Objective: To explore the hypothesis that beta-1 adrenoreceptor blockade may be protective through the attenuation of sympathetic hyperactivity and catecholaminergic inflammatory effects on cardiac and hepatic function.Design: Prospective, randomized, controlled study.Setting: Animal laboratory in a university medical center.Subjects: Male adult Wistar rats.Interventions: Peripheral beta(1)-adrenoceptor blockade through daily intraperitoneal injection (metoprolol, 100 mg.kg(-1); atenolol, 6 mg.kg(-1)) or central nervous system beta(1)-adrenoceptor blockade (intracerebroventricular metoprolol, 25 mu g) to achieve similar to 20% heart rate reduction in rats for 2 days before or after the induction of lethal endotoxemia, cecal ligation and puncture, or fecal peritonitis.Measurements and Main Results: Peripheral beta(1)-adrenoceptor blockade established for 2 days before lethal endotoxemia markedly improved survival in both metoprolol-treated (n = 16; log rank test, p = .002) and atenolol-treated (n = 15; p = .03) rats.
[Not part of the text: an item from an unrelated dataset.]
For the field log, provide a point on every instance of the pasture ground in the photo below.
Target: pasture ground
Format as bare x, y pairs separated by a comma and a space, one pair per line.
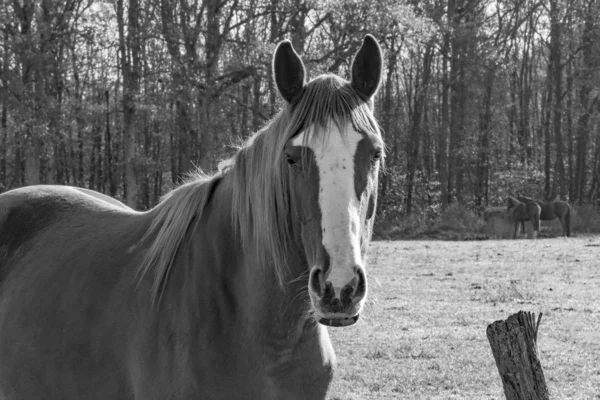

Overall mortality in cecal ligation and puncture was similar between metoprolol (40%; n = 10) and saline (50%; n = 10) pretreatment (p = .56), but the median time to death was increased by 33 hrs in metoprolol-treated rats (p = .03). Metoprolol pretreatment reduced hepatic expression of proinflammatory cytokines and lowered plasma interleukin-6 (both p < .05). Myocardial protein expression of interleukin-18 and monocyte chemoattractant protein-1, key mediators of cardiac dysfunction in sepsis, were also reduced (p < .05). Peripheral beta(1)-adrenoceptor blockade commenced 6 hrs after lethal endotoxemia or fecal peritonitis did not improve survival. However, arterial blood pressure was preserved and left ventricular contractility restored similar to that found in nonseptic controls. Central nervous system beta(1)-adrenoceptor blockade (metoprolol) did not reduce plasma cytokines or mortality, despite enhancing parasympathetic tone.Conclusions: Peripheral beta(1)-adrenoceptor blockade offers anti-inflammatory and cardioprotective effects, with mortality reduction if commenced before a septic insult. Its role in sepsis should be explored further. (Crit Care Med 2010; 38:388-394)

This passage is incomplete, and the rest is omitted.